Dalam program itu, masyarakat tak hanya belajar mencintai alam dan menghormati bumi, namun juga menerima ilmu-ilmu baru dari para peneliti dan akademisi yang diajak berkolaborasi oleh Djarum Foundation, dan memperkaya wawasan mereka terhadap olahan-olahan yang berasal dari mangrove.
Sururi bahkan sudah menurunkan ilmu bertani mangrove ini ke anak-anaknya, dengan harapan generasi berikutnya akan terus menjaga kelestarian mangrove di wilayahnya.
Dalam konteks pembangunan ekonomi masyarakat pun bertumbuh, baik itu karena ekosistem perairan yang ikut pulih sehingga membantu usaha para nelayan, maupun sentra-sentra kerajinan yang muncul sebagai industri turunan dari rehabilitasi mangrove
Dampak ekonomi yang dirasakan oleh penduduk Desa Mangkang juga cukup signifikan.
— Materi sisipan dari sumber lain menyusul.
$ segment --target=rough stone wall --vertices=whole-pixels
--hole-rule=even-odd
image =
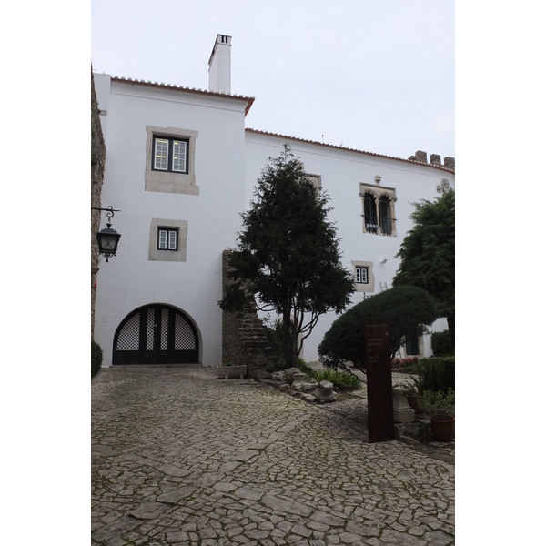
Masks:
[[[228,250],[222,253],[223,295],[231,282],[228,277]],[[256,378],[258,370],[272,372],[278,368],[277,355],[250,298],[242,311],[222,311],[222,360],[246,365],[250,378]]]
[[[100,125],[98,103],[95,92],[93,66],[91,67],[91,207],[100,207],[100,192],[105,173],[106,150]],[[95,334],[95,301],[96,298],[96,273],[98,272],[98,245],[96,233],[100,231],[100,210],[91,210],[91,338]]]
[[[418,163],[426,163],[429,164],[429,160],[427,159],[427,152],[421,152],[418,150],[415,152],[415,156],[410,156],[408,157],[410,161],[417,161]],[[443,167],[444,168],[449,168],[450,170],[455,170],[455,157],[444,157],[444,163],[441,164],[441,157],[438,154],[430,154],[430,165],[435,165],[436,167]]]

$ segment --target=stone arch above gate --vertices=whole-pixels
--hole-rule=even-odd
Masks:
[[[195,364],[199,336],[186,313],[162,303],[131,311],[114,336],[112,364]]]

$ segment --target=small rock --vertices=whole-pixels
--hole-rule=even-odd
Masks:
[[[331,381],[320,381],[318,383],[318,389],[317,389],[313,394],[318,402],[335,402],[337,399],[334,392],[334,385]]]

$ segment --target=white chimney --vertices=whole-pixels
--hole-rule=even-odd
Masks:
[[[208,59],[208,90],[231,95],[231,36],[217,36]]]

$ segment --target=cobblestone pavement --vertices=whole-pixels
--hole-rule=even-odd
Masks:
[[[200,367],[92,380],[92,540],[107,546],[455,543],[454,443],[369,444],[317,406]]]

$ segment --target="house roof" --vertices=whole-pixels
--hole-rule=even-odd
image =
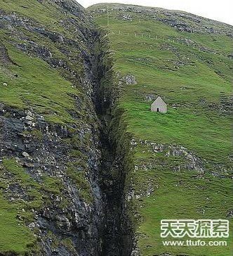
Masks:
[[[157,105],[157,104],[166,105],[165,101],[160,96],[157,97],[157,98],[152,103],[152,105]]]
Selain pulihnya tambak yang semula seringkali rusak oleh abrasi air laut, kini masyarakat nelayan di Desa Mangkang menghidupkan kembali ekonomi desanya dengan budidaya kerang hijau dan keramba ikan.
Warga juga menggeluti usaha kerajinan batik dengan menggunakan bahan pewarna alami dari pigmen mangrove, serta memproduksi sirup berbahan dasar buah mangrove.
Produk-produk ini tidak hanya dipasarkan di wilayah Jawa Tengah, tetapi juga merambah wilayah lainnya.
Sabuk hijau
Pada 2012 Program Indonesia Wetlands International (www.wetlands.or.id) menyatakan mangrove memiliki berbagai nilai dan manfaat, di antaranya sebagai pendukung dan habitat keanekaragamanhayati, sumber nafkah masyarakat, peredam banjir, mencegah intrusi air laut ke darat, menstabilkan garis pantai dan kontrol erosi, menciptakan sabuk hijau di pesisir (coastal green belt) serta ikut mendukung mitigasi dan adaptasi perubahan iklim global.
Sayangnya, hutan mangrove yang berharga ini, lebih dari 60 persen kondisinya telah rusak akibat alih fungsi berbagai kepentingan, di antaranya menjadi tambak, pembangunan berbagai infrastruktur publik dan permukiman.
Manajer Kampanye Hutan dan Kebun Wahana Lingkungan Hidup Indonesia (WALHI) Nasional, Uli Arta Siagian juga menyatakan bahwa secara umum keberadaan mangrove di pesisir memiliki peran sebagai sabuk hijau yang bisa meminimalisasi erosi atau turunnya muka air tanah.
Misalnya, jika banjir atau air laut meluap, maka ekosistem mangrove ini berfungsi untuk menahan laju air, sehingga kemudian keberadaannya dan tutupannya yang baik akan sangat mempengaruhi keselamatan dan mengurangi kerentanan di suatu wilayah.
Ia memberi contoh ekosistem mangrove yang ada di Kota Palu, Sulawesi Tengah saat terjadi gempa dan tsunami, dapat meminimalkan dampak kerusakan di wilayah mangrove yang tutupannya masih baik karena air laut tertahan mangrove.
Contoh lain yang bisa dirujuk adalah saat terjadi gempa dan tsunami di Provinsi Aceh.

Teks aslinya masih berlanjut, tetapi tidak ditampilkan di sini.